Although Mark Rutte seems to have spilled these facts about AI Heroes being the hottest start-up in Amsterdam, he has not actually said this during his speech. This video was created using Artificial Intelligence (AI). It was made using a combination of real footage of our prime minister during his speech and an audio fragment of the desired message we want him to say. Since Mark Rutte did not really say these words, we use AI to move his lips so that the audio fragment aligns with the video footage. Let’s dive deeper into the techniques behind how these so-called face-reenactments (also known as ‘deepfakes’) are created.
The intuition of the technique
Syncing the lips of the person talking to the audio fragment is actually done using quite intuitive techniques. The video in this blog was made using a model called Wav2Lip, and the creators describe their model as “Generating accurate lip-sync by learning from a well-trained lip sync expert”. This is what essentially describes how a General Adversarial Neural Network (GAN) works, which is the classic model used to make these face-reenactment videos.

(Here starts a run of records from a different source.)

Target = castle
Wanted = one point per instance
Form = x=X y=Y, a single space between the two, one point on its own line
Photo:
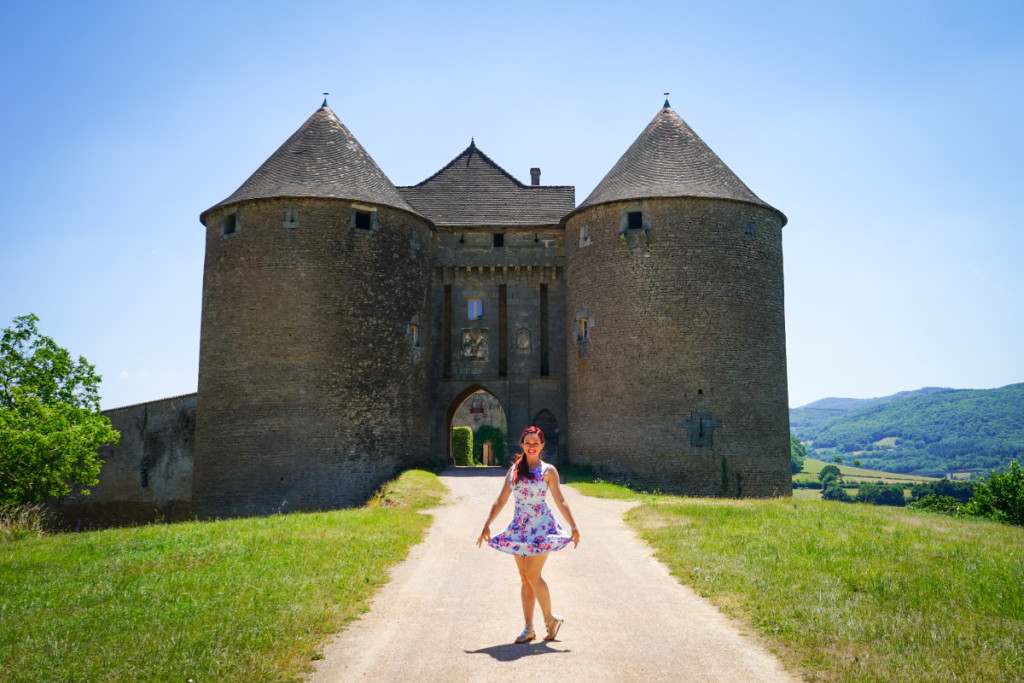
x=345 y=319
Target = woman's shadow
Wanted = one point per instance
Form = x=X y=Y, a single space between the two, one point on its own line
x=513 y=651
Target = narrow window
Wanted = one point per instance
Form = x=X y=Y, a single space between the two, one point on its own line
x=503 y=342
x=581 y=329
x=291 y=217
x=228 y=224
x=545 y=366
x=446 y=336
x=363 y=220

GAN’s were initially developed for image generation but adapted to enable video generation. The important difference between image and video generation is that for video generation, temporal consistency matters. This means that the frames that are individually generated, need to be in line with other frames to resemble a ‘movement’ over time.
A GAN uses two neural networks that essentially communicate with each other to become a better version of themselves. Like two chess players becoming better when they play against each other. This trains the GAN to generate lifelike lip-syncs.

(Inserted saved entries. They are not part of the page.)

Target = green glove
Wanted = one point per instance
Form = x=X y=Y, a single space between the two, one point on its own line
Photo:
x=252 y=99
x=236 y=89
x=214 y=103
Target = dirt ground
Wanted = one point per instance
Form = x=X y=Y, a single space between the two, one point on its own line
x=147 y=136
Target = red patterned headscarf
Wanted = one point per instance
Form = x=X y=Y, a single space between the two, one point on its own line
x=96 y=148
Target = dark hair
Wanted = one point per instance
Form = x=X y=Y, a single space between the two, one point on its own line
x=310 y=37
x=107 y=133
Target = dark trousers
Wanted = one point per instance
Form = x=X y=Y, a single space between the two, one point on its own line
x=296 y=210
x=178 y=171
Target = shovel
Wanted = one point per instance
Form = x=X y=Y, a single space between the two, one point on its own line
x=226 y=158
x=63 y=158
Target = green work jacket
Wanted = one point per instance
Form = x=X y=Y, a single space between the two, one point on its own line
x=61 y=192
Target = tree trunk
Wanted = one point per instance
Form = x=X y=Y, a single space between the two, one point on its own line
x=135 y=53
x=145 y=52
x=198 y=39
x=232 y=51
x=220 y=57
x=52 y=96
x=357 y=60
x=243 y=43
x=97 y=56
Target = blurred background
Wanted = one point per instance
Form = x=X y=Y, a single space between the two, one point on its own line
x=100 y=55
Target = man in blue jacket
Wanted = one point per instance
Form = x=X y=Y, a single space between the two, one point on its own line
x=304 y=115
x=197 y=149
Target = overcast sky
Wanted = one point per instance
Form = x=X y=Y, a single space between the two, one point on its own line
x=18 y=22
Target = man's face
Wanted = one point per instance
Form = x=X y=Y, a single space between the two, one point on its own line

The first neural network (the ‘generator’) generates an image from the face pose in the original video merged with the lower half of the face which was generated (the synced lips). The corresponding audio segment is also given as input to the generator and the network generates the input face crop, but with the mouth region morphed.
The second network is the so-called ‘discriminator’. The discriminator is trained to discriminate ‘sync’ between audio and video by randomly sampling an audio fragment that is either in-sync with the video or from a different time-step (out-of-sync). This is what we called the ‘lip-sync expert’ in the beginning, and will be used to judge if the generator is generating lifelike lip-syncs or not. The model uses this judgment from the discriminator to improve and generate more accurate lip-syncs each iteration! Once our lips-sync expert cannot distinguish the real video and the generated video from each other, the model is properly trained, and we can use it to create realistic-looking face-reenactments.
The technology of face-reenactments has enabled us to artificially create videos that are extremely lifelike. Because of this, some people are worried it might contribute to for example the spread of fake-news and revenge videos. While this may be true, there are also a lot of ways in which we can use deepfakes for a good cause. For example, translations of speeches can be synced to match the lips of the speaker to the language it was translated to. Also, dubbed tv-shows can be lip-synced to match the dubbed language. Additionally, we can use these techniques to make the process of creating animation movies a lot more efficient and accurate by generating a character’s facial movement.
Besides these practical applications, the technique of creating lifelike face-reenactments is not as inaccessible as it may seem. Where Martin Scorsese spent millions of dollars to digitally de-age Robert De Niro using traditional CGI for the movie The Irishmen, a YouTuber attempted the same thing using free accessible AI-software. This only took him seven days and it looks a lot better! Read more about this.
The techniques of generating these deepfakes look promising and sometimes seems to work almost perfect already. However, there is still a lot to learn regarding ethical concerns and how to apply these techniques in ways where it can be really useful. Whether that might be to break language barriers, optimizing work processes, or creating silly videos, the future is here and AI Heroes is part of it!
- Prajwal, K. R., et al. “A Lip Sync Expert Is All You Need for Speech to Lip Generation In the Wild.” Proceedings of the 28th ACM International Conference on Multimedia, ACM, 2020, pp. 484–92. DOI.org (Crossref), doi:10.1145/3394171.3413532.
- Matt Miller, “Some Deepfaker on YouTube Spent Seven Days Fixing the Shitty De-Aging in The Irishman”, Jan 2020.